Os números sobem exponencialmente quando entram na conta as megacorporações do setor de carnes. A JBS ocupa a 20ª posição no ranking dos maiores beneficiados por empréstimos e investimentos, com R$ 7,6 bi. A Brasil Foods, 41ª, conseguiu R$ 4,6 bi, e a Marfrig angariou R$ 4 bi. Embora o carro-chefe dessas empresas não sejam alimentos ultraprocessados, estão ou estiveram envolvidas em escândalos de corrupção, violações trabalhistas e fraudes reveladas pela Operação Carne Fraca, sem contabilizar os efeitos ambientais da criação de gado e dos frigoríficos.
Os recursos do banco, por sinal, resultaram em concentração de mercado e no financiamento de empreendimentos investigados por danos ambientais e infrações trabalhistas. Obtivemos, usando a Lei de Acesso à Informação, dezenas de contratos firmados entre o BNDES e as empresas. Constatamos que as contrapartidas trabalhistas e ambientais são poucas ou não têm critérios claros, apesar de antigas cobranças de organizações da sociedade. Não há qualquer cálculo de impacto à saúde pública dos produtos fabricados com o apoio da instituição.

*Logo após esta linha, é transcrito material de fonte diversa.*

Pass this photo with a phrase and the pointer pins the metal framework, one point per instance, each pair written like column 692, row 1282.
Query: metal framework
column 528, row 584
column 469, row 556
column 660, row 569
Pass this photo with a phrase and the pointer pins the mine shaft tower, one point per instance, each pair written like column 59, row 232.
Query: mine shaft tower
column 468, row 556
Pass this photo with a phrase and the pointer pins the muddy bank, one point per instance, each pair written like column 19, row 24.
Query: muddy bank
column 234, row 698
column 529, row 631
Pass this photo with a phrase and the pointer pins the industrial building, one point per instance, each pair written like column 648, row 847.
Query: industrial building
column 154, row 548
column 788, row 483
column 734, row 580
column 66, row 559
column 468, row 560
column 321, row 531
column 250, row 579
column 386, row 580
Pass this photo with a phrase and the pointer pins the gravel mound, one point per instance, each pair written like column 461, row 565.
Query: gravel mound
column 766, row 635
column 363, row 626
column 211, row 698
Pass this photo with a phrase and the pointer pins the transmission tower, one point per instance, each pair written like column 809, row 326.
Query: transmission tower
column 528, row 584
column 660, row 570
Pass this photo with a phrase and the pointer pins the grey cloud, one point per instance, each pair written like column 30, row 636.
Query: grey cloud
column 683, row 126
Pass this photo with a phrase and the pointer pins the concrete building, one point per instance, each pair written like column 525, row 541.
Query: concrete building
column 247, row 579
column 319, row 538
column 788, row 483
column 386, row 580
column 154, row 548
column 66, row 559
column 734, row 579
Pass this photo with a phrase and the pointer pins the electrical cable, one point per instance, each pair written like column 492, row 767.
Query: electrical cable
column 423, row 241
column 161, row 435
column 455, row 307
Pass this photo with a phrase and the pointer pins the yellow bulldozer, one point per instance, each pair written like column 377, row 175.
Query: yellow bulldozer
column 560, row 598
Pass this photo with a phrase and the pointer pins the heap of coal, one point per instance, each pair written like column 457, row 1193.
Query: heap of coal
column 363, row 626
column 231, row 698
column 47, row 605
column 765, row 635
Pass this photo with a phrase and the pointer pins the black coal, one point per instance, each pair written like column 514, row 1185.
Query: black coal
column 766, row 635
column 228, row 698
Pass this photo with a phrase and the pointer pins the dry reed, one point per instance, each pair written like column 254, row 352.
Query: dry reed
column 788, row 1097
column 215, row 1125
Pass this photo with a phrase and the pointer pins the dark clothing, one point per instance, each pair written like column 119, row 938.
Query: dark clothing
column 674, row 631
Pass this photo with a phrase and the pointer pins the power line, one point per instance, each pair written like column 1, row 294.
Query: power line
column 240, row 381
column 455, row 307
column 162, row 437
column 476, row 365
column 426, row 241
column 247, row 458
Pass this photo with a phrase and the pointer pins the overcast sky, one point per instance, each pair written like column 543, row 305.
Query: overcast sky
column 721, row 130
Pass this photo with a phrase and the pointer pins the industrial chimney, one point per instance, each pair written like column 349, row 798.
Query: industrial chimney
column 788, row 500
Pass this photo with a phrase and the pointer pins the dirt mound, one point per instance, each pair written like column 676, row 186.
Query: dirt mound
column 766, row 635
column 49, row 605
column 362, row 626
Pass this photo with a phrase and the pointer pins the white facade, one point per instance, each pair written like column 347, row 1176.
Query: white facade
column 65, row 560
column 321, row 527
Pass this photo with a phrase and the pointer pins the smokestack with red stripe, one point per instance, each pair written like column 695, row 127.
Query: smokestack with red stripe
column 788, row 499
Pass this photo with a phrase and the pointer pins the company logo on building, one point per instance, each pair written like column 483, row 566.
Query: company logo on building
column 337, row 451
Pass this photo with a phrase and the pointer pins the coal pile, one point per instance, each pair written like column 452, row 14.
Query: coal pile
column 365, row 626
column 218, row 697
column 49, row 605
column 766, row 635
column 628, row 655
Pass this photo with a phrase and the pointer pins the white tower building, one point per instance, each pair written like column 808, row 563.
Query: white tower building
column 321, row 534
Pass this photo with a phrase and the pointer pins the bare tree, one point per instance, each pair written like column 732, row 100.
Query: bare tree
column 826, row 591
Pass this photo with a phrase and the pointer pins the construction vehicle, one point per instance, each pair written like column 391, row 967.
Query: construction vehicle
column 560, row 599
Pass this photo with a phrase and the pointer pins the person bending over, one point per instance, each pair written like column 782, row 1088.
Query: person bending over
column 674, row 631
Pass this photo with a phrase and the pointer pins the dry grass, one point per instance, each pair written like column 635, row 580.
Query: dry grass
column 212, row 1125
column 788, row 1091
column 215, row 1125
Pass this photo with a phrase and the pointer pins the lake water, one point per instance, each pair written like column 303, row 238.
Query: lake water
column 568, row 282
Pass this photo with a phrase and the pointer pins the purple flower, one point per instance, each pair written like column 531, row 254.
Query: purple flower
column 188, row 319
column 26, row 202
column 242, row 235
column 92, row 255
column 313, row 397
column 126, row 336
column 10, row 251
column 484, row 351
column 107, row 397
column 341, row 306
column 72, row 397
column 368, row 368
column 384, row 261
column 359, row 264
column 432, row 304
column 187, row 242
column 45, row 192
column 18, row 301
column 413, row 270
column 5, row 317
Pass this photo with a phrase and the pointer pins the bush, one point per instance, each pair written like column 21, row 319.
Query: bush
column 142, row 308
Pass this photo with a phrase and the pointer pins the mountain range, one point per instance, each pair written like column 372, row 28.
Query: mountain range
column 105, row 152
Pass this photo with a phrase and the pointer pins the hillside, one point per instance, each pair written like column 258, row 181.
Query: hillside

Questionado, o banco informou que “entende que é responsabilidade da Agência Nacional de Vigilância Sanitária (Anvisa) zelar pela observância das exigências socioambientais em relação aos alimentos processados. O Banco, quando da assinatura de contrato, exigiu de todas as empresas cujos contratos você obteve a assinatura de um termo de compliance, em que estas assumem atuar em conformidade com os órgãos reguladores e/ou fiscalizadores da suas atividades econômicas”.
Alimentos ultraprocessados, como salgadinhos, biscoitos e refrigerantes, estão associados à obesidade, que cresceu rapidamente no país nas últimas décadas – obesidade e sobrepeso são uma questão para mais da metade dos brasileiros.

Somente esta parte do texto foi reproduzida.